Bone Marrow Stromal Cell Antigen 1 is thought to be a mediator of neutrophil migration and adhesion. Having a pleiotropic function, BST1 acts as a receptor and as an ectoenzyme. Usually expressed by myeloid lineage, Bone Marrow Stromal Cell Antigen 1 can be observed in bone marrow stromal cells, endothelial cells, synovial cells and other types of cells.
Studies using agonistic monoclonal antibodies (mAbs) have suggested that BST1 could function by acting as a receptor with signal transduction capacity. However, as BST1 is not thought to have a cytoplasmic domain, it would need to associate with other receptors in order to achieve this. While further investigation is on-going, it is believed that Bone Marrow Stromal Cell Antigen 1 is necessary for neutrophil migration and adhesion. Whilst BST1 may make up for its structural limitations by effectively acting as a parasite and relying on other receptors, this does not necessarily minimize its function in respect to the migration and adhesion of neutrophils.

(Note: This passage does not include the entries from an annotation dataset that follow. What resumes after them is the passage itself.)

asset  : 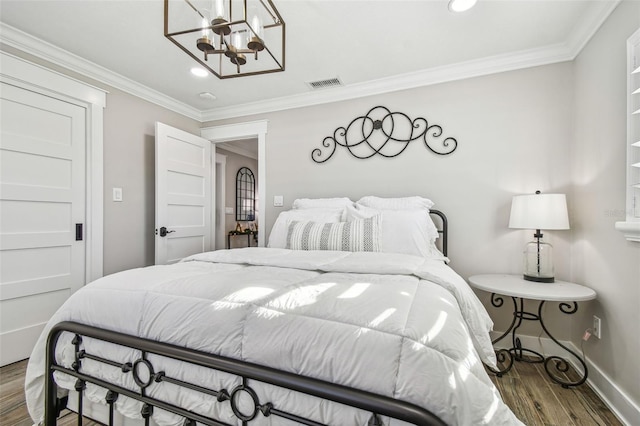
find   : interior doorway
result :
[214,138,259,250]
[200,120,268,249]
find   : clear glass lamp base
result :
[524,240,555,283]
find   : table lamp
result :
[509,191,569,283]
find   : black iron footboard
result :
[45,322,444,426]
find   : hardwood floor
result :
[0,360,622,426]
[489,362,622,426]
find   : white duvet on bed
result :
[25,248,520,426]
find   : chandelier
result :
[164,0,285,79]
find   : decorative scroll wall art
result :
[311,106,458,163]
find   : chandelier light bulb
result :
[213,0,226,21]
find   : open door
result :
[155,123,215,265]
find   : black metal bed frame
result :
[44,210,448,426]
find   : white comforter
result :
[25,248,519,425]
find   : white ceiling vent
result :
[307,77,343,90]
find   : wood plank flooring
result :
[0,360,622,426]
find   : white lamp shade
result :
[509,194,569,229]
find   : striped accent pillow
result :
[287,215,381,251]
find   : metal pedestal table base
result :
[487,293,588,388]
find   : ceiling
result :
[0,0,619,121]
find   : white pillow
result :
[267,208,344,248]
[293,197,353,209]
[346,205,444,258]
[356,195,434,210]
[287,215,380,251]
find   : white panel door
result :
[155,123,215,265]
[0,83,86,365]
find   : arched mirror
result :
[236,167,256,222]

Bone Marrow Stromal Cell Antigen 1 Interactions
It has been proposed that Bone Marrow Stromal Cell Antigen 1 uses functional interactions in order to impact the adhesion and migration of neutrophils. As such, studies have shown that BST1 interacts with CD11b/CD18 complex and that, via this interaction, signal transduction can be achieved.
Although research is on-going, existing studies have highlighted various interactions could lead to Bone Marrow Stromal Cell Antigen 1 becoming functional. Already associated with the immune response and various medical conditions, further understanding of Bone Marrow Stromal Cell Antigen 1 is required before it can be successfully manipulated to aid in the treatment and prevention of such conditions.